The name Pattaya evolved from the march of Phraya Tak (later King Taksin) and his army from Ayutthaya to Chanthaburi, which took place before the fall of the former capital to Burmese invaders in 1767.
When his army arrived in the vicinity of what is now Pattaya, Phraya Tak encountered the troops of a local leader named Nai Klom, who tried to intercept him. When the two met face to face, Nai Klom was impressed by Phraya Tak’s dignified manner and his army’s strict discipline. He surrendered without a fight and joined his forces. The place the armies confronted each other was thereafter known as “Thap Phraya”, which means the “army of the Phraya”. This later became Pattaya, the name of the wind blowing from the southwest to the northeast at the beginning of the rainy season.
Pattaya was a small fishing village until the 1960s. Then, during the Vietnam War, American servicemen stationed at nearby U-Tapao or other US bases in Thailand began visiting Pattaya. One story, unverified by a reliable source, has it that it all started when a group of 500 American soldiers stationed at the military base in Korat were driven to Pattaya on 29 June 1959 for a week of rest and relaxation (R&R). They rented several houses at the south end of the beach from a prominent Thai, Lord Sunthorn. Despite their short stay, the GIs had a great time and raved about the place. The word spread among other American soldiers stationed in the region and Pattaya quickly became a hot alternative to Bangkok. Pattaya developed into a popular beach resort. Now greatly expanded, it attracts over 4 million visitors a year. Fishers’ huts along the beach were replaced by resort hotels and retail stores, including Asia’s largest beachfront shopping mall, the Central Festival Pattaya Beach Mall and hotel (Hilton) on Beach Rd in central Pattaya. Today Pattaya is making efforts to clean up its image to become a family-oriented seaside destination.

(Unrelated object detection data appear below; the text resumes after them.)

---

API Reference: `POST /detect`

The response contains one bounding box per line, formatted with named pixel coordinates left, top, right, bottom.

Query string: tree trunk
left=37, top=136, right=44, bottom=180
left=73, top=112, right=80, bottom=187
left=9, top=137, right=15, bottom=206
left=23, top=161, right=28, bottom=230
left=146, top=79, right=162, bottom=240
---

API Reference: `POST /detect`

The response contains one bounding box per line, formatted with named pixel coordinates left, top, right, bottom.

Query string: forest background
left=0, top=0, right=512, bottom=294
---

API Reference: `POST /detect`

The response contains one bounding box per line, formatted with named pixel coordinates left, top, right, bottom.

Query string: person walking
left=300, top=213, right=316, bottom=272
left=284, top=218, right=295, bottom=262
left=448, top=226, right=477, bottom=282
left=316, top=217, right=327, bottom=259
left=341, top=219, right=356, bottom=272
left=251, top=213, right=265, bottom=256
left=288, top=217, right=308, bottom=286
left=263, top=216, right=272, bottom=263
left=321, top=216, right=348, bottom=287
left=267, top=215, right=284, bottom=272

Parasailing is a big attraction in Pattaya, Koh Samui and in Phuket. Locations like Jomtien Beach in Pattaya, along Chaweng Beach in Koh Samui and along Patong Beach in Phuket are most popular.

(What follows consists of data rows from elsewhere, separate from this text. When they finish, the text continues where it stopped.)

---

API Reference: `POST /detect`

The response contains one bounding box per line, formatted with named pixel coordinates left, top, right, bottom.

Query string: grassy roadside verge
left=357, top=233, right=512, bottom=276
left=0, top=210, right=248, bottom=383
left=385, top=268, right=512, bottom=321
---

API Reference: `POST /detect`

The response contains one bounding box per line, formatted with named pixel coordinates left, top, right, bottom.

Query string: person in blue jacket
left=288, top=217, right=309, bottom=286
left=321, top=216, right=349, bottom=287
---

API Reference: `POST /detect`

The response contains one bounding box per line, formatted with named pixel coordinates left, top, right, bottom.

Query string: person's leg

With the general height limit of Parasailing in Australia set at 100 metres, the height of 150 – 200 metres in Thailand makes it very exciting but also a little more dangerous.
Many parasailing companies have now been forced to setup offshore pontoon structures to take-off from. This was due to the increasing amount of accidents near the shoreline. Each ride usually includes a quick rise into the air, slow drop into the water for a quick dunk, then another rise up, then the landing. Take care when you take off and keep your legs up until you clear of the pontoon.